John S. Weeren is founding director of Princeton Writes. Through classes, tutorials, and other forms of support, as well as an interactive website (, Princeton Writes is committed to fostering a culture that values the written word and uses it effectively in the workplace and other non-academic settings. Launched in 2013, this program traces its beginnings to a class John designed for the Office of Human Resources’ Management Development Certificate Program while serving as President Shirley M. Tilghman’s speechwriter. The popularity of this class and those that followed confirmed the need for a University-wide resource of this kind, and at the end of President Tilghman’s tenure, John made Princeton Writes his full-time focus. John holds a bachelor’s degree with first class honors in history and Spanish from the University of King’s College and Dalhousie University and a master’s degree in history from the University of British Columbia, and he wrote extensively in both academic and professional contexts before joining President Tilghman’s staff in 2004.

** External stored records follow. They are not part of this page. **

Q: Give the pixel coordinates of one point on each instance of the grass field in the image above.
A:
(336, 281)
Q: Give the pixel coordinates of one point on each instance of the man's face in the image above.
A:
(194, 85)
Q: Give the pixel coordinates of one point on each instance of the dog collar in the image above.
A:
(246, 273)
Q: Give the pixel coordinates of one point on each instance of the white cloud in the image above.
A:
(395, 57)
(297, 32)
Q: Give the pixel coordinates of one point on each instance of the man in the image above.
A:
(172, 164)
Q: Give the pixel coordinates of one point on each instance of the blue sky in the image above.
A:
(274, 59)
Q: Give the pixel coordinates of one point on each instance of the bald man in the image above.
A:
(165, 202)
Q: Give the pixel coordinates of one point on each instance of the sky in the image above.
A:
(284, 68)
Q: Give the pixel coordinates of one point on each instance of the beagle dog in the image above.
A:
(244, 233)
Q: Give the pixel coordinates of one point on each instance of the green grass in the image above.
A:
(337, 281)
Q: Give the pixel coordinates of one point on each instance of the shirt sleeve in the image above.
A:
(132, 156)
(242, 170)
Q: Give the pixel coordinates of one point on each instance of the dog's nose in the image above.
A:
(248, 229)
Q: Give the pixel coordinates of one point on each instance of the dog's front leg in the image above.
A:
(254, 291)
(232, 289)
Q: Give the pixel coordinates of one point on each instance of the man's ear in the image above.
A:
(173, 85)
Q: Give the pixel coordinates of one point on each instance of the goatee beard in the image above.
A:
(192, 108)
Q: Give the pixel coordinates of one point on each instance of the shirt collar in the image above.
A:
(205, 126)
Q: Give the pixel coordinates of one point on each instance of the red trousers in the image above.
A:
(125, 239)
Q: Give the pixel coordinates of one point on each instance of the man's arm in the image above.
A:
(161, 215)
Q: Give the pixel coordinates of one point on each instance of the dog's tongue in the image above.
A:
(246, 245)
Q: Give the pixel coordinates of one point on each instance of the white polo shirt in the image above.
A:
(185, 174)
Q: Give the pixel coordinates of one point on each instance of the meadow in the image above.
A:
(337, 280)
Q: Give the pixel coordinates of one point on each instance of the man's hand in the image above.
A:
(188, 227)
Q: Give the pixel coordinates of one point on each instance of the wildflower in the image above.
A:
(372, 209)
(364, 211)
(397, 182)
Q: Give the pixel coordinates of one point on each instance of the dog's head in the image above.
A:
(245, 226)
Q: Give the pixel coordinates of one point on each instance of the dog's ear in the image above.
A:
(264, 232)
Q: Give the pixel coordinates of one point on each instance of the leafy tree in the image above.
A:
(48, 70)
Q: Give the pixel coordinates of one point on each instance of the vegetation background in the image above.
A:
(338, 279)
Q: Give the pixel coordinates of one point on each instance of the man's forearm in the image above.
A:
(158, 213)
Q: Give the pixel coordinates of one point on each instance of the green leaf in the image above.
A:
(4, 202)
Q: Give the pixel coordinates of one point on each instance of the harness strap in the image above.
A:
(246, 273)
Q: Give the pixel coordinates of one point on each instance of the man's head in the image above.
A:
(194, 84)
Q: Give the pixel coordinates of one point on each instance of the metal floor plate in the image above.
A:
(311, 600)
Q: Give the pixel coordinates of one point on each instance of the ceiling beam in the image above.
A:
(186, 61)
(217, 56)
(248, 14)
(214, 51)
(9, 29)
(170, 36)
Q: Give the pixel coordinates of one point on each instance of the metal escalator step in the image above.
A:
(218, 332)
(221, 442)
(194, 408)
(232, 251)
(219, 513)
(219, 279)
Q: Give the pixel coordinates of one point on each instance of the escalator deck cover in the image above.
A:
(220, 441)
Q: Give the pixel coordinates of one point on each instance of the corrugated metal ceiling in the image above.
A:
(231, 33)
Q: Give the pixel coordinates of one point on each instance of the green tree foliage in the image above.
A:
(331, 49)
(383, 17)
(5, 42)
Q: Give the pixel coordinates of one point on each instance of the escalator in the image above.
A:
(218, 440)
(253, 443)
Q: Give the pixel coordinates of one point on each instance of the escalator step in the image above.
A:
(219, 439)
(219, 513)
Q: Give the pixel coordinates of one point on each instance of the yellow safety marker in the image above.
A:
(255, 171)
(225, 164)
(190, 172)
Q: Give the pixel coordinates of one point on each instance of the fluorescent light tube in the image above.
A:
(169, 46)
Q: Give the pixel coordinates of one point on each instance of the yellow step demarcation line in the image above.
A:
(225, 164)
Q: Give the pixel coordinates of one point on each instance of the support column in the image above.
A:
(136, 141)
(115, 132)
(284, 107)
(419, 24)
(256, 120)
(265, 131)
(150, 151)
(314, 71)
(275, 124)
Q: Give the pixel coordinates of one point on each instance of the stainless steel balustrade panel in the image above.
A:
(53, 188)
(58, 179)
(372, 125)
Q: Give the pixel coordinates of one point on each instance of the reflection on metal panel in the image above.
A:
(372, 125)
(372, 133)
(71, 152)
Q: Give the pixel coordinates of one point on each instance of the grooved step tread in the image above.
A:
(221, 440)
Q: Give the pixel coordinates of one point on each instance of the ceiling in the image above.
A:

Stephanie Whetstone is the assistant director of Princeton Writes. Among other contributions, she helps provide writing and speaking workshops, outlets for creative writers cleverly disguised as Princeton employees, and one-on-one advising for any non-academic writing needs. Stephanie previously taught composition, literature, and creative writing at the university and community college level, and has worked with the Duke University Creative Writers’ Workshop. Her fiction has been published in several journals, and she has been a fellow at the Virginia Center for the Creative Arts and a scholar at the Sewanee Writers’ Conference. She holds a master’s degree in creative writing from the University of North Carolina at Greensboro and a bachelor’s degree from Duke University.